15+ Minute Fix – Re-encode the Video Properly

This is the advanced route – only if the quick fixes failed and you're dealing with a weird hybrid format (like a PAL source that was incorrectly telecined to 29.97fps by shoddy hardware). Happens sometimes with old TV captures or DV tapes.

Step 1 – Identify the actual frame structure

Open the file in VirtualDub or AviSynth and step through frame-by-frame. If every 5th frame is a duplicate, you've got NTSC telecined content that is actually 23.976fps film. If you see a pattern of 2 identical frames then 3 identical frames (2:2 pulldown), it's PAL with 2:2 pulldown – do not apply IVTC. Just drop the duplicate frames.

Step 2 – Re-encode with proper deinterlacing (not inverse telecine)

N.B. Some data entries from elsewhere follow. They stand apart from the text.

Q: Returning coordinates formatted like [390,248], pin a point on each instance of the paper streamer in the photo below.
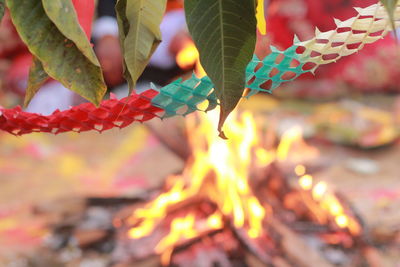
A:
[181,98]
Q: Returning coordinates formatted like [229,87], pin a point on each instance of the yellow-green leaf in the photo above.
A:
[62,14]
[37,77]
[61,58]
[139,23]
[390,6]
[225,34]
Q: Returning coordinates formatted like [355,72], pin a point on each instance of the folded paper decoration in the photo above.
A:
[183,97]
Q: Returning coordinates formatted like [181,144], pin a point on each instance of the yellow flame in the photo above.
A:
[319,190]
[188,56]
[300,170]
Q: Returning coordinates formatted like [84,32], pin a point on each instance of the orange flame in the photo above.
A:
[328,202]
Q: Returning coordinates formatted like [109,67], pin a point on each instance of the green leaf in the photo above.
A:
[139,24]
[2,8]
[62,59]
[224,31]
[37,77]
[390,6]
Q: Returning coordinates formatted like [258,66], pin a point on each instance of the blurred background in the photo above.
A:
[60,195]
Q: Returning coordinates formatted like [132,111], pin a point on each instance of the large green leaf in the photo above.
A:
[62,14]
[139,23]
[37,77]
[62,59]
[390,6]
[225,34]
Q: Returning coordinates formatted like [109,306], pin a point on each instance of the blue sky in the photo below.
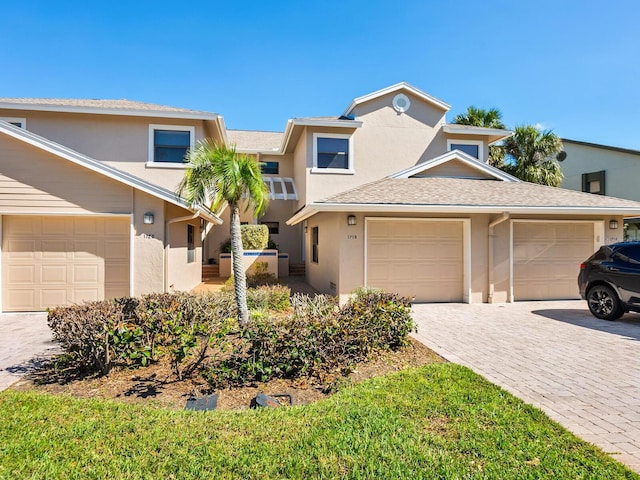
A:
[571,66]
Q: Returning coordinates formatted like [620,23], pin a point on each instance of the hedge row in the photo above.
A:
[307,336]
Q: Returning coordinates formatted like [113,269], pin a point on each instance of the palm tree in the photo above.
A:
[533,153]
[492,118]
[216,174]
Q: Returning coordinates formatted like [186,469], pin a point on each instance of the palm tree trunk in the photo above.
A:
[239,276]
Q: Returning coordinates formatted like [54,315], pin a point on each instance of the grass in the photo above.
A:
[439,421]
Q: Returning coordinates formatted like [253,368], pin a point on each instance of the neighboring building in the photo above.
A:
[386,195]
[603,170]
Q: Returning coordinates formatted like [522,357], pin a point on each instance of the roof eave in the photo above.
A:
[109,111]
[313,208]
[102,168]
[393,88]
[493,134]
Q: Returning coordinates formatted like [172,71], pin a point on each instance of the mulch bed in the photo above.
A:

For PAL content, you don't need IVTC. You need simple deinterlacing if the video is interlaced. Use bwdif or yadif in FFmpeg:

ffmpeg -i input.mpg -vf bwdif=1,format=yuv420p -c:v libx264 -preset medium -crf 18 output.mp4

If the source is already progressive (no interlacing lines), just re-encode it straight without any telecine or deinterlace filters:

ffmpeg -i input.mpg -c:v libx264 -preset medium -crf 18 -vf fps=25 output.mp4
Scenario Action
Source is PAL (25fps), progressive scan No filters needed – just re-encode
Source is PAL (25fps), interlaced Use deinterlace filter (bwdif or yadif)
Source claims 29.97fps but is actually 25fps Remux first (5-min fix), then re-encode
Source claims 29.97fps and is truly NTSC telecined Use IVTC only if you're converting to 23.976fps – but that's a different error code

Why You'll Never Really Fix This by Doing a 'Workaround'

Some people try forcing the frame rate to 29.97fps and then applying IVTC anyway. Don't. The error exists because the software knows PAL content doesn't have the 3:2 pulldown pattern. Forcing it will either crash the app, give you choppy video, or both. I've seen a user encode a 10-minute video three times before realizing the culprit was a single checkbox in his filter chain. Trust the error – it's trying to help.

Bottom line: Inverse telecine is an NTSC thing. PAL users just need deinterlacing or nothing at all. Turn it off, check your container metadata, and if all else fails, re-encode without any telecine filters. You'll have your video fixed in under 10 minutes – even if you go all the way to the advanced step.